L’avancée des négociations

Dans son compte-rendu, la Commission européenne indique, qu’en matière d’accès au marché, des discussions techniques ont permis de faire progresser la question des tarifs douaniers, notamment agricoles (vins et spiritueux). Les parties souhaitent également supprimer les derniers droits de douane pour le commerce des marchandises manufacturées et ouvrir l’accès aux marchés publics. En revanche, le secteur des services n’a pas été débattu, les deux parties étant en préparation de nouvelles propositions qui seront présentées en juillet.

En matière de réglementation, le rapprochement des contrôles de sécurité a été discuté pour le commerce des voitures, des produits chimiques, des médicaments, des textiles et des cosmétiques. A ce sujet, il faut noter un infléchissement de la position de la Commission européenne : la « reconnaissance mutuelle » des substances interdites et autorisées dans les produits cosmétiques a été abandonnée au profit d’une collaboration dans les méthodes d’évaluation de sûreté scientifiques. La reconnaissance mutuelle était accusée par les associations de protection de consommateurs de permettre la présence de substances jusqu’ici interdites dans les cosmétiques.

Dans le domaine des règles, toutes les questions ont été couvertes à l’exception du développement durable, du travail et de l’environnement pour lesquels l’UE a pour objectif de présenter ses propositions en juillet. Des progrès ont également été accomplis sur l’énergie et des matières premières et sur le règlement des différends entre Etat.

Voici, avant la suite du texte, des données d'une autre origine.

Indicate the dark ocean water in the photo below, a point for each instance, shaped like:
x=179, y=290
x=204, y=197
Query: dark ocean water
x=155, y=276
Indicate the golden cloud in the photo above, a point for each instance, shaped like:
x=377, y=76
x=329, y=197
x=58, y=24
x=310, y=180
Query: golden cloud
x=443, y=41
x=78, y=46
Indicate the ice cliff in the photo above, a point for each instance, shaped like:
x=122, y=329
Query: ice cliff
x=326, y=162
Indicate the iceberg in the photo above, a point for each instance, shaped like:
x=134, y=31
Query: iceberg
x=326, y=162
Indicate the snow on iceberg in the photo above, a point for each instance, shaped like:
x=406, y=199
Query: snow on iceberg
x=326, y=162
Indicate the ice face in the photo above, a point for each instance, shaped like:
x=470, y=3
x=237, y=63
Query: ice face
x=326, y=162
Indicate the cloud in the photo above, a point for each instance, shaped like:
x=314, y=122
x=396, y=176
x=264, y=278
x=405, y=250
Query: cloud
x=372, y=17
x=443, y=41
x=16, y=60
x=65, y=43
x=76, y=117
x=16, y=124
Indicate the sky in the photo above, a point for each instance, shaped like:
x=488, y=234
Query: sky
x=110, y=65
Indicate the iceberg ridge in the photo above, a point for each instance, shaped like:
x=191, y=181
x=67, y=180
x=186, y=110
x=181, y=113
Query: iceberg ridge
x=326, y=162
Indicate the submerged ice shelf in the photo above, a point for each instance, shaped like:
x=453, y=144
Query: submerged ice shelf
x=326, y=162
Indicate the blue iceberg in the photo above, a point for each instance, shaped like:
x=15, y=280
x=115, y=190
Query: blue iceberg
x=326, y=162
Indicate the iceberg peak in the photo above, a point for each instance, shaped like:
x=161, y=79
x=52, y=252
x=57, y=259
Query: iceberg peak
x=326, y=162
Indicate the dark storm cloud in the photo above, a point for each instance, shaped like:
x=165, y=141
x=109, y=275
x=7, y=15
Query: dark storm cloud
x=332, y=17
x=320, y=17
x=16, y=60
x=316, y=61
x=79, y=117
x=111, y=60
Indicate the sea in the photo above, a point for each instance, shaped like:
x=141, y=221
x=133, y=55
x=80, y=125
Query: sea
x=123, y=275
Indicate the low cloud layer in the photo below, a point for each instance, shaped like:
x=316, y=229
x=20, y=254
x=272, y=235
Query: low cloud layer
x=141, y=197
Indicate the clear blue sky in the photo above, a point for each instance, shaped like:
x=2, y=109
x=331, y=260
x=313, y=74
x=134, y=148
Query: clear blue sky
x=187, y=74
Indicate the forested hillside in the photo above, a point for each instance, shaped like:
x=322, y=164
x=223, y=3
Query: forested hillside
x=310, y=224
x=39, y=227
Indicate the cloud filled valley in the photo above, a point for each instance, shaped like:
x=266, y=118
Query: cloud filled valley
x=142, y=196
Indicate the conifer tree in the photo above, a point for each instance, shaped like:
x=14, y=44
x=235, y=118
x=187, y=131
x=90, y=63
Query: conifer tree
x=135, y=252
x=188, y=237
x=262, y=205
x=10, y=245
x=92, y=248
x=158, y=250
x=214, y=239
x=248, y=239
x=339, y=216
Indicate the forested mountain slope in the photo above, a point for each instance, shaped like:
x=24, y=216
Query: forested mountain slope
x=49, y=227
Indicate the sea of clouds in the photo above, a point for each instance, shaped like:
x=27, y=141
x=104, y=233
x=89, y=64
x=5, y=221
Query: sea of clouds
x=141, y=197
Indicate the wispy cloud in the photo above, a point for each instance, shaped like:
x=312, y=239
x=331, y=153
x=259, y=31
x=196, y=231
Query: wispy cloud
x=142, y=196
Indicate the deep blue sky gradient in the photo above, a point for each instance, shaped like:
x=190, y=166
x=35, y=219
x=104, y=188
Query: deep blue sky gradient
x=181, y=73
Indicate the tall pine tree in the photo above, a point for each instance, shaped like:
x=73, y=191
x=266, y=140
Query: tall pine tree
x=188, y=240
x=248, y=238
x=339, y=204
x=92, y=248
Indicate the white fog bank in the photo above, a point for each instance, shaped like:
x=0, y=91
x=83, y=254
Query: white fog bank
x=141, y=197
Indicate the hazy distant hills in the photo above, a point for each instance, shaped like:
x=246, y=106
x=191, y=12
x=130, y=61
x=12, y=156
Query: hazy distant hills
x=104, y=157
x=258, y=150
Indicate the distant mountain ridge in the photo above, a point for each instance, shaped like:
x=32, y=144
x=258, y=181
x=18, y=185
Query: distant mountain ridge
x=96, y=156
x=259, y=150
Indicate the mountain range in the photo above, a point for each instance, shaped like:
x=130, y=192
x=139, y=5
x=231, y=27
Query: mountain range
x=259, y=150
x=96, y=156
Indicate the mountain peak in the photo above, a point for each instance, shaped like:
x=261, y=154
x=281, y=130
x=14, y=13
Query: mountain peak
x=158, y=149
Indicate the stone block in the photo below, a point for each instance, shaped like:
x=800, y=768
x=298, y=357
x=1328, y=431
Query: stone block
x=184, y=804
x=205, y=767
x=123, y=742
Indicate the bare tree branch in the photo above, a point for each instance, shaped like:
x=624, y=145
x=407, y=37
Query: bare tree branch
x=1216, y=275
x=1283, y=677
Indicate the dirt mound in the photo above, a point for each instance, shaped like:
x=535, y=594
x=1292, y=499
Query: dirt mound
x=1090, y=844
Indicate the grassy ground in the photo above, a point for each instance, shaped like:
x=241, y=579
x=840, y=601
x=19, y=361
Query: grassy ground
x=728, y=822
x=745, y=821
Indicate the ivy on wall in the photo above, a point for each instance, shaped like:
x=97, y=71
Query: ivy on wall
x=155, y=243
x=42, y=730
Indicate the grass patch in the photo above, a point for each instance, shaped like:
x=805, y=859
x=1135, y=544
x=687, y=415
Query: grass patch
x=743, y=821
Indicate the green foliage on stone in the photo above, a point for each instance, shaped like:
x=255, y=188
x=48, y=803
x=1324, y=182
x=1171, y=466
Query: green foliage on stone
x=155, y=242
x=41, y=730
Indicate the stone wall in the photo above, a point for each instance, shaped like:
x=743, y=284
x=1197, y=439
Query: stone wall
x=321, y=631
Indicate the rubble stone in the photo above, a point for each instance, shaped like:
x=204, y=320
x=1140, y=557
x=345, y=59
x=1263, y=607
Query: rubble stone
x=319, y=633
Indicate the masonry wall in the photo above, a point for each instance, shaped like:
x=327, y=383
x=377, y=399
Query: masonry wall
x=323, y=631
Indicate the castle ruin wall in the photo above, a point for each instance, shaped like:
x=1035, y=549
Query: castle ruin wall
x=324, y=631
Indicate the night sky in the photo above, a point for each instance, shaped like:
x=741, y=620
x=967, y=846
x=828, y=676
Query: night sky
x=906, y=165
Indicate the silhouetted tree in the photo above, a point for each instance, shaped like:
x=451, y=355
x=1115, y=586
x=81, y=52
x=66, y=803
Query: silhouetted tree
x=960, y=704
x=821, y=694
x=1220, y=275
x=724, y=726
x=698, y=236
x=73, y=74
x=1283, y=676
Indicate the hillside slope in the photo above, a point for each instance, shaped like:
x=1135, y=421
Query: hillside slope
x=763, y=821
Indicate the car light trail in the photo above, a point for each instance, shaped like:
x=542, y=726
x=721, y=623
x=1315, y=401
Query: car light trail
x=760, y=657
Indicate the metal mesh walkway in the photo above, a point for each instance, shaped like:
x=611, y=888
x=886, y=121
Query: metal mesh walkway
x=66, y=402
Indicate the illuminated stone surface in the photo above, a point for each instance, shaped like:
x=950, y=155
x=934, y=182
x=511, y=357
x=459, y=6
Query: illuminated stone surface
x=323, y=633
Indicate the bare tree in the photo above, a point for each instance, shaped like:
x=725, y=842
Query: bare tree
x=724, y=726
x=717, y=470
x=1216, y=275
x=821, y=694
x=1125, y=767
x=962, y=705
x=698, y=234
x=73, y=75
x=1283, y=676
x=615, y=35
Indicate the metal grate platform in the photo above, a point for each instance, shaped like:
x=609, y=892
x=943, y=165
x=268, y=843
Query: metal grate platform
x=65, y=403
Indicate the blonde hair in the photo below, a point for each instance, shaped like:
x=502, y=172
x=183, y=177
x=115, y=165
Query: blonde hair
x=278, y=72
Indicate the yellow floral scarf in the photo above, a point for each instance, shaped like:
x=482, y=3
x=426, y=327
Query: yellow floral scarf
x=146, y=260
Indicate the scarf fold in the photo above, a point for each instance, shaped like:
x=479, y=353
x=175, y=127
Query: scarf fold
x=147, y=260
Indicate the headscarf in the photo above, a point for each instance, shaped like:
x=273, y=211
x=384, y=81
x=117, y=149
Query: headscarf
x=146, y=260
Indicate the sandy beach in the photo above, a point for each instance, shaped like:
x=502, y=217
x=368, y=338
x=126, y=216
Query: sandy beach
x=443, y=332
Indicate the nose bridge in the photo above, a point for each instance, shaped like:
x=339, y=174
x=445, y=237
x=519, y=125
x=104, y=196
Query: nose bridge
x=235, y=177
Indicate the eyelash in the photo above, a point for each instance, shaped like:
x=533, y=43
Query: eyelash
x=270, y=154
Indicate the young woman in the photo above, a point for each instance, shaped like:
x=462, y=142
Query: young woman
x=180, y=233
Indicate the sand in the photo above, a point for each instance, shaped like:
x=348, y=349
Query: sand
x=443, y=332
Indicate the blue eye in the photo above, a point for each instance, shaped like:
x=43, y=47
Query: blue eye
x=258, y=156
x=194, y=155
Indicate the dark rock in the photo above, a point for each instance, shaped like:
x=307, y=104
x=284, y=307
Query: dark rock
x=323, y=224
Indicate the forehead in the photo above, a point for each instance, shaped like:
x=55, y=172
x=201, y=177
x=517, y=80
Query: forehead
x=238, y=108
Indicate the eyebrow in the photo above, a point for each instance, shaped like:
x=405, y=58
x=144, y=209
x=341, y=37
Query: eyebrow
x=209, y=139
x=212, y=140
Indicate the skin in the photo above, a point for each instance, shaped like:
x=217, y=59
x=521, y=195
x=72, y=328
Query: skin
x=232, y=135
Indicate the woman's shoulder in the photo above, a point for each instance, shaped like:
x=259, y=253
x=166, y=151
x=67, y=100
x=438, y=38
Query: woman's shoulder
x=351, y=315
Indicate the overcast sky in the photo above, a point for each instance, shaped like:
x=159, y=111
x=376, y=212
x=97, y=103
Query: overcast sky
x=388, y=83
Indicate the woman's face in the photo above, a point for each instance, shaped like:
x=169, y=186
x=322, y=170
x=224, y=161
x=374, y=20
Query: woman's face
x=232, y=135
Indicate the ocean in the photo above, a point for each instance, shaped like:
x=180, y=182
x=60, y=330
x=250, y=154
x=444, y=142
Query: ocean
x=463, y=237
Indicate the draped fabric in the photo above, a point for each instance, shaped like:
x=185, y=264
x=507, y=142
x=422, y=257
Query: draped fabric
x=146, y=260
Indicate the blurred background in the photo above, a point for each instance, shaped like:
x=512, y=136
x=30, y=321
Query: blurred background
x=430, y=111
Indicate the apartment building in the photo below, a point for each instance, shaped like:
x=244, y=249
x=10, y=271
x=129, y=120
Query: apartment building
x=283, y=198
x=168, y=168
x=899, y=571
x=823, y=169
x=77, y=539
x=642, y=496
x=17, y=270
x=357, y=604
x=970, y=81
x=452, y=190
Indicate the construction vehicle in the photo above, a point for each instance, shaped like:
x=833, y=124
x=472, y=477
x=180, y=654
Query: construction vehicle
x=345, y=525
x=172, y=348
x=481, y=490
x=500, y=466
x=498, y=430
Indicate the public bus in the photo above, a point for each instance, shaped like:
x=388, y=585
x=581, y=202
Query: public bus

Cependant, le compte-rendu ne fait pas état des déceptions qui ont visiblement fait suite à ce dernier tour de négociations. D’un coté, les Etats-Unis, déçus d’apprendre que l’Union européenne avance dans la mise en oeuvre d’une nouvelle règlementation permettant aux Etats membres de refuser les OGM. De l’autre, les Européens, déçus de voir que les Etats-Unis se refusent toujours à intégrer les services financiers dans le champ de l’accord.

La Commission européenne semble ainsi chercher à maintenir l’enthousiasme autour des négociations, tandis que le ministre français au commerce, Mathias Fekl, a reconnu qu’elles n’avançaient pas.

Un calendrier serré

Les Européens ont en tête un calendrier serré : l’objectif est de parvenir à un texte définitif avant fin 2015, début 2016, c’est-à-dire avant l’échéance présidentielle américaine.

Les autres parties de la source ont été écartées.